Los Angeles Chargers
Running back isn’t L.A.’s most pressing need. Even with Melvin Gordon off to Denver (he defected to the division-rival Broncos in free agency), the Chargers still have Swiss Army knife Austin Ekeler—recent recipient of a four-year, $24.5 million extension—in their stable. Ekeler accumulated an impressive 93 catches for 993 yards and eight touchdowns out of the Bolts’ backfield last year, though, with the exception of Gordon’s early-season holdout in 2019, he’s never been afforded workhorse volume.
It remains to be seen whether Los Angeles views Ekeler as a featured runner or the committee back he’s been throughout his career. The Chargers will almost certainly fill their quarterback void in Round 1—my RADIO.COM colleague Tim Kelly has them trading up for Alabama’s Tua Tagavailoa in his latest mock. But don’t be shocked if LA adds a power back (A.J. Dillon of Boston College would do nicely) to pair with Ekeler in one of the later rounds.
Los Angeles Rams
Los Angeles has a Todd Gurley-sized hole to fill in its backfield and with the draft just weeks away, reinforcements may be in order. Getting Gurley’s contract off the books was an easy call for the Rams, who are looking to shed cap space any way they can, but now what? College All-American Darrell Henderson could be poised for a feature role, though his rookie-year contributions were less than inspiring (3.8 yards per carry, no touchdowns). Short-yardage hammer Malcolm Brown should also be in that mix after vulturing five touchdowns with Gurley hobbled throughout 2019.
While not headed for a full rebuild—Los Angeles can ill afford to squander any more of Aaron Donald’s prime—the Rams could view the upcoming 2020 campaign as a transitional year of sorts, bridging the gap between their Super Bowl runner-up finish in 2018 and whatever comes next. If the Rams in their current post-Gurley incarnation are looking for a fresh backfield face, the draft should provide options. However, with only two picks in the top 100 (52nd and 84th overall), rolling the dice on another ball-carrier may not be the best use of their dangerously limited draft capital.
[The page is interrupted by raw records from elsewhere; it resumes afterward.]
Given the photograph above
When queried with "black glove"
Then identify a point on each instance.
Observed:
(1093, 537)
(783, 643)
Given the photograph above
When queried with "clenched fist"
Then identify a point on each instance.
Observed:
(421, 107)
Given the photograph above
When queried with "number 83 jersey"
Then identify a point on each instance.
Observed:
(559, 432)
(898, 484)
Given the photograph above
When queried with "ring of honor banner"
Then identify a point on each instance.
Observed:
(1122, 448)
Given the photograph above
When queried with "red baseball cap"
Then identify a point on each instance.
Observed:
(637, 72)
Long-time beat reporter Ed Bouchette of The Athletic has been adamant that Pittsburgh will draft a running back to replace injury-prone James Conner, who is headed into the final year of his rookie contract. It’s not a bad hunch with Conner proving unreliable and former college tight end Jaylen Samuels looking similarly ill-equipped to shoulder Pittsburgh’s backfield load (2.7 yards per carry last season). Fourth-rounder Benny Snell had his moments as a rookie in 2019, but his lack of receiving expertise and questionable athleticism are both deterrents to his long-term future as an NFL difference-maker.
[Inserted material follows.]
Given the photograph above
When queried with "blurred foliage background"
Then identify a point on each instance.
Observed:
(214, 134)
Pittsburgh’s backfield simply hasn’t been the same since Le’Veon Bell’s year-long holdout and subsequent free-agent exodus. It’s anyone’s guess what they’ll do when Roger Goodell calls the Steelers to the podium later this month, though Pittsburgh has certainly done its due diligence at the running-back position, breaking bread with Zack Moss of Utah and Florida State’s Cam Akers at February’s NFL Combine.
Tampa Bay Buccaneers
Many are excited over the prospect of newcomer Tom Brady slinging passes to Pro Bowl receivers Chris Godwin and Mike Evans, but the Bucs’ backfield is still a work in progress. Selecting a running back at 14th overall would probably be a reach. Bolstering the O line in front of Brady (who, even in his younger years, was never the fleetest of foot) should take precedence in the first round, though Tampa Bay’s running-back deficiency will need to be addressed at some point, particularly after punting the position in free agency.
The Buccaneers still have 2018 second-rounder Ronald Jones at their disposal if they choose to stay in house. The 22-year-old USC alum has room to grow, though it’s concerning he’s never risen above committee status in Tampa, even when his only competition the past two seasons has been undrafted plodder Peyton Barber (now a member of the Washington Redskins). The Buccaneers have already cast a wide net in their backfield search, meeting with the likes of Cam Akers, DeeJay Dallas, Clyde Edwards-Helaire, Antonio Gibson, JaMycal Hasty, Jason Huntley, Zack Moss, D’Andre Swift, Jonathan Taylor and Patrick Taylor on the Combine and Pro Day circuits.